Annealing BaAl2O4:Tb3+/Tb4+ in air and a reducing atmosphere: a strategy to enhance luminescence by eliminating Tb4+
Abstract
The enhancement of green luminescence in terbium (Tb)-doped BaAl2O4 phosphors was significantly influenced by the annealing environment, primarily due to the reduction of Tb4+ to Tb3+ – a key factor for solid-state lighting applications. In this research, BaAl2O4:Tb3+/Tb4+ luminescent materials were synthesized through a coprecipitation method.
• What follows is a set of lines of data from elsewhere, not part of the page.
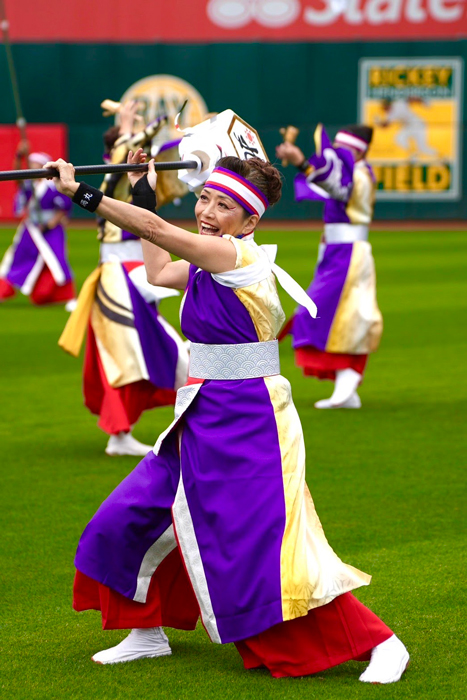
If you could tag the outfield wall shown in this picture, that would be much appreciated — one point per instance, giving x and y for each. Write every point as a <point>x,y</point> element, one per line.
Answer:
<point>269,84</point>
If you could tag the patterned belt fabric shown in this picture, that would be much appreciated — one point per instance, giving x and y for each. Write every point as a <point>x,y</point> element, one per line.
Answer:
<point>239,361</point>
<point>345,233</point>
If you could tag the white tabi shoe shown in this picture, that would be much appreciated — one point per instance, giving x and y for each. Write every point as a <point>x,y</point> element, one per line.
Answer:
<point>353,402</point>
<point>126,444</point>
<point>347,381</point>
<point>71,305</point>
<point>388,662</point>
<point>140,644</point>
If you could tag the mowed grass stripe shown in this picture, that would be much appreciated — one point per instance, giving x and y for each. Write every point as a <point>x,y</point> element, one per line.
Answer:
<point>387,482</point>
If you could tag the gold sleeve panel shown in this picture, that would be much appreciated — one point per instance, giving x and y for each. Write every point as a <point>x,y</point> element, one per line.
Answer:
<point>360,206</point>
<point>247,252</point>
<point>261,299</point>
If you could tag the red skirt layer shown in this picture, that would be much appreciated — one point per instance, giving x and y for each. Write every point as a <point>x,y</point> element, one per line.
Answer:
<point>118,409</point>
<point>317,363</point>
<point>170,600</point>
<point>329,635</point>
<point>340,631</point>
<point>6,289</point>
<point>46,290</point>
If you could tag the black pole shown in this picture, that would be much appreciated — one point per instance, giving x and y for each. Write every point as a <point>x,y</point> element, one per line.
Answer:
<point>96,170</point>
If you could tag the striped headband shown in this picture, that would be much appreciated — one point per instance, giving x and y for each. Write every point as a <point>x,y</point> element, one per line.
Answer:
<point>346,139</point>
<point>241,190</point>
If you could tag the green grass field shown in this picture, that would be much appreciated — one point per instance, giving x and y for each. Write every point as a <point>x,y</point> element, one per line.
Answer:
<point>386,480</point>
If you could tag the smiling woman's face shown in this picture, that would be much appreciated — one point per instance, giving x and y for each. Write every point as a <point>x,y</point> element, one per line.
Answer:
<point>218,214</point>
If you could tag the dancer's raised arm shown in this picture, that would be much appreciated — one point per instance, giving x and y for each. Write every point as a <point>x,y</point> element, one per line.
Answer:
<point>215,216</point>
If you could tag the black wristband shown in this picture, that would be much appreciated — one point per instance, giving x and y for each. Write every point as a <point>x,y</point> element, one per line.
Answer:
<point>303,167</point>
<point>87,197</point>
<point>143,195</point>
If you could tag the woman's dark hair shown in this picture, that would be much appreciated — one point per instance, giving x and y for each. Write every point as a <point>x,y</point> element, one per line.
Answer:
<point>259,172</point>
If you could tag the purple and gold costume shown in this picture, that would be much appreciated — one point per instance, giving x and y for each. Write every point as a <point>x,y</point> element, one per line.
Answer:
<point>225,483</point>
<point>135,360</point>
<point>344,284</point>
<point>38,254</point>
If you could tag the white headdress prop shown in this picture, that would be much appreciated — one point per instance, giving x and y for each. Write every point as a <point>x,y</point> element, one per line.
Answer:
<point>224,134</point>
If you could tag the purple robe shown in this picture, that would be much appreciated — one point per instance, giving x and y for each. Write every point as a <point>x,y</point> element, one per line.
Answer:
<point>228,477</point>
<point>32,248</point>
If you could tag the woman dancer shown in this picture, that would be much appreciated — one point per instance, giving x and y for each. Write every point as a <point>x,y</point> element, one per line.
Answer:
<point>134,360</point>
<point>337,345</point>
<point>37,261</point>
<point>218,519</point>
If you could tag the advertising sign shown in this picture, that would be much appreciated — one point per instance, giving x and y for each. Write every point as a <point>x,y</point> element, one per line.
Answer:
<point>415,108</point>
<point>235,20</point>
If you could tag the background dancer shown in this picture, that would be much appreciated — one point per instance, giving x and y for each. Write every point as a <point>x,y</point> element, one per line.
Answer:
<point>134,360</point>
<point>229,474</point>
<point>37,261</point>
<point>336,345</point>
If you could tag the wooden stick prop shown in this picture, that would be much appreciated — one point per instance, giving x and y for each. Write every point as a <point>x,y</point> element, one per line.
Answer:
<point>96,170</point>
<point>201,146</point>
<point>20,120</point>
<point>289,134</point>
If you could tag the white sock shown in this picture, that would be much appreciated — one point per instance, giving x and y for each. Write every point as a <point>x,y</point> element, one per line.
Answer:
<point>388,662</point>
<point>347,381</point>
<point>140,644</point>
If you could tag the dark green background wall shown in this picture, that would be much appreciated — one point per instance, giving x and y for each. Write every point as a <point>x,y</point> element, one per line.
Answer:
<point>269,85</point>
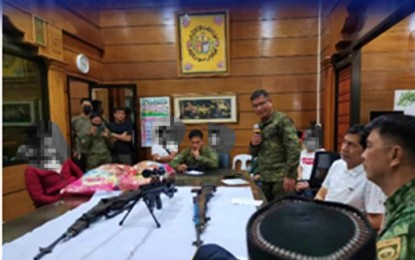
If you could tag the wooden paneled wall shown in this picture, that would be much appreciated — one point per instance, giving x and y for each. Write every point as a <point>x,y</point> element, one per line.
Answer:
<point>68,34</point>
<point>334,13</point>
<point>271,47</point>
<point>388,64</point>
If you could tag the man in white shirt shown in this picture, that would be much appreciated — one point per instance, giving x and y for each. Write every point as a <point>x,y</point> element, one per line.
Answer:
<point>346,180</point>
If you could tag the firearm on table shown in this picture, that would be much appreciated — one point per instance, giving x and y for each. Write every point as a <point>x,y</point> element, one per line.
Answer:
<point>200,208</point>
<point>113,206</point>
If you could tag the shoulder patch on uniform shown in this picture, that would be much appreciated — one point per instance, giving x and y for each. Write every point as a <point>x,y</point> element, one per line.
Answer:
<point>389,249</point>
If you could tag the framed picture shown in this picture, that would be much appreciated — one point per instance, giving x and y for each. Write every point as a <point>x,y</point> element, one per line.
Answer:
<point>206,109</point>
<point>18,113</point>
<point>203,43</point>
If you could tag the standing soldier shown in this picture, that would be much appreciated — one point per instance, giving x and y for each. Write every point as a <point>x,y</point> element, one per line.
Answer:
<point>276,146</point>
<point>390,163</point>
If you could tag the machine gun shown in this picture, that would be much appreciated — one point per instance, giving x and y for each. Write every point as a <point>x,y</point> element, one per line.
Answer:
<point>203,195</point>
<point>113,206</point>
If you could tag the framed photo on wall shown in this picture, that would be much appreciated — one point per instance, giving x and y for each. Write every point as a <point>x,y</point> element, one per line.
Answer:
<point>203,43</point>
<point>206,109</point>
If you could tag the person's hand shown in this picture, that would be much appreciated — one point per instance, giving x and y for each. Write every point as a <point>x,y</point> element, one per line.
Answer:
<point>289,184</point>
<point>255,139</point>
<point>302,185</point>
<point>182,167</point>
<point>195,153</point>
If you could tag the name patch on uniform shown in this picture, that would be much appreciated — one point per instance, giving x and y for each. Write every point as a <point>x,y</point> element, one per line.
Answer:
<point>389,249</point>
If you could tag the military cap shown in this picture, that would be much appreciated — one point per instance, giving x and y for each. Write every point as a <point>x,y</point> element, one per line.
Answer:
<point>300,228</point>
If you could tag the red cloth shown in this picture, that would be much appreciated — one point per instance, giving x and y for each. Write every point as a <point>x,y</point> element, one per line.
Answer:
<point>44,185</point>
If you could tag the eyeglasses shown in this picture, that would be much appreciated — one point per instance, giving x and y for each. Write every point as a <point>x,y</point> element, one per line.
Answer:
<point>259,105</point>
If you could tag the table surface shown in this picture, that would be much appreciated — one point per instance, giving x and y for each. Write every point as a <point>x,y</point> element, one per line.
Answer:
<point>18,227</point>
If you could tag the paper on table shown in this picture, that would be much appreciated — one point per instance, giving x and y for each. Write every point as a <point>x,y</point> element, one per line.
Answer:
<point>193,172</point>
<point>244,201</point>
<point>234,181</point>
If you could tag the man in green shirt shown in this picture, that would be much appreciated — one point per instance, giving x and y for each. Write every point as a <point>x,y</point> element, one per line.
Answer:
<point>390,163</point>
<point>276,146</point>
<point>197,156</point>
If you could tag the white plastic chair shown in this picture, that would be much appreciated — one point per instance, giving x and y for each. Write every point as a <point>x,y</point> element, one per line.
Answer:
<point>244,159</point>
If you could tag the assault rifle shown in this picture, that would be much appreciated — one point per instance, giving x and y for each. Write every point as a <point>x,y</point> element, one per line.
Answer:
<point>113,206</point>
<point>200,218</point>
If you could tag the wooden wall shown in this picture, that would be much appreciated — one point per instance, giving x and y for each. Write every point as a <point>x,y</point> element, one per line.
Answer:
<point>388,64</point>
<point>272,46</point>
<point>334,13</point>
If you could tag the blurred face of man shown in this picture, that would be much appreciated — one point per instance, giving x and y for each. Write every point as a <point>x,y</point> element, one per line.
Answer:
<point>119,116</point>
<point>196,143</point>
<point>262,107</point>
<point>377,156</point>
<point>351,150</point>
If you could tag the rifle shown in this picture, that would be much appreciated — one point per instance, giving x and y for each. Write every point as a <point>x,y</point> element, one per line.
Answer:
<point>113,206</point>
<point>203,195</point>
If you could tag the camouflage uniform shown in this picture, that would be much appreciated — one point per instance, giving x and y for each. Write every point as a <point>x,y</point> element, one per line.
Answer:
<point>278,153</point>
<point>207,159</point>
<point>397,239</point>
<point>97,149</point>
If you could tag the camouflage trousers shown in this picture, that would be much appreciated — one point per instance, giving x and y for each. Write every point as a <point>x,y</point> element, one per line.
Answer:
<point>273,190</point>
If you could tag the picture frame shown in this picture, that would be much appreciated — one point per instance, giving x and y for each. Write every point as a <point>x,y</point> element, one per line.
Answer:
<point>18,113</point>
<point>206,109</point>
<point>203,43</point>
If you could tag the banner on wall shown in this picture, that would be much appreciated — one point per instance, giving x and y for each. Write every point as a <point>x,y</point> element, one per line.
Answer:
<point>153,111</point>
<point>404,100</point>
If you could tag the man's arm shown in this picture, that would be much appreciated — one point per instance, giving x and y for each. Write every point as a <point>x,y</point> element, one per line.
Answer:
<point>375,220</point>
<point>179,159</point>
<point>321,194</point>
<point>209,158</point>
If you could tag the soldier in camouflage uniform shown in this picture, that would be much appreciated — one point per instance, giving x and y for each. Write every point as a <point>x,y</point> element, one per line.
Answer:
<point>276,146</point>
<point>390,163</point>
<point>97,143</point>
<point>197,156</point>
<point>80,128</point>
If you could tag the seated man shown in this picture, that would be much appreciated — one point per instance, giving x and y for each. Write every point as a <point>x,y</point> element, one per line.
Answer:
<point>346,180</point>
<point>45,150</point>
<point>163,150</point>
<point>197,156</point>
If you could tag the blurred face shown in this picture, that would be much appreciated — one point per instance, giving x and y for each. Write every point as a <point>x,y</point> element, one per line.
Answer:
<point>351,150</point>
<point>119,116</point>
<point>262,107</point>
<point>196,143</point>
<point>377,156</point>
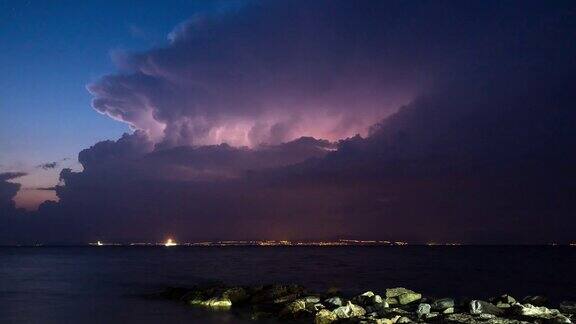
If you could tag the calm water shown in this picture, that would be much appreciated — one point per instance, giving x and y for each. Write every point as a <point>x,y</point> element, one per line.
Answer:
<point>105,284</point>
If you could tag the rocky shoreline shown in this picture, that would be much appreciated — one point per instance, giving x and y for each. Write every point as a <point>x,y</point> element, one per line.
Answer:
<point>394,305</point>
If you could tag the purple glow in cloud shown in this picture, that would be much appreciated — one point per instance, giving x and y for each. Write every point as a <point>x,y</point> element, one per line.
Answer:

The sample underwent annealing at 1200 °C for 2 h in an alumina crucible in air and under varying pressures of a H2 (5%)/Ar atmosphere to investigate the influence of annealing at different atmospheres on the luminescent characteristics of BaAl2O4:Tb3+. X-ray powder diffraction analysis of Tb3+-doped BaAl2O4 revealed a hexagonal crystal structure, corresponding to the space group P63. X-ray photoelectron spectroscopy (XPS) showed that Ba atoms occupied two distinct sites in BaAl2O4. Additionally, the XPS analysis confirmed the presence of both Tb3+ and Tb4+ oxidation states in the BaAl2O4:Tb sample annealed in air, which is further supported by electron paramagnetic resonance analysis, substantiating the presence of Tb4+. The samples annealed in a H2 (5%)/Ar atmosphere demonstrated superior photoluminescence (PL) relative to those annealed in air, attributable to the absence of Tb4+ in the samples. PL emission in blue, green, and red was observed under excitation from the interconfigurational 4f8 → 4f7 5d1 transitions of Tb3+ (228 nm). UV-Vis diffuse reflectance studies indicated the nonexistence of Tb4+ in samples annealed in a H2 (5%)/Ar environment at varying pressures. These investigations suggest that the presence of Tb4+ in BaAl2O4 functions as a luminescence quencher for Tb3+, presumably due to charge compensation and electron acceptor defects that inhibit the luminescence of Tb3+.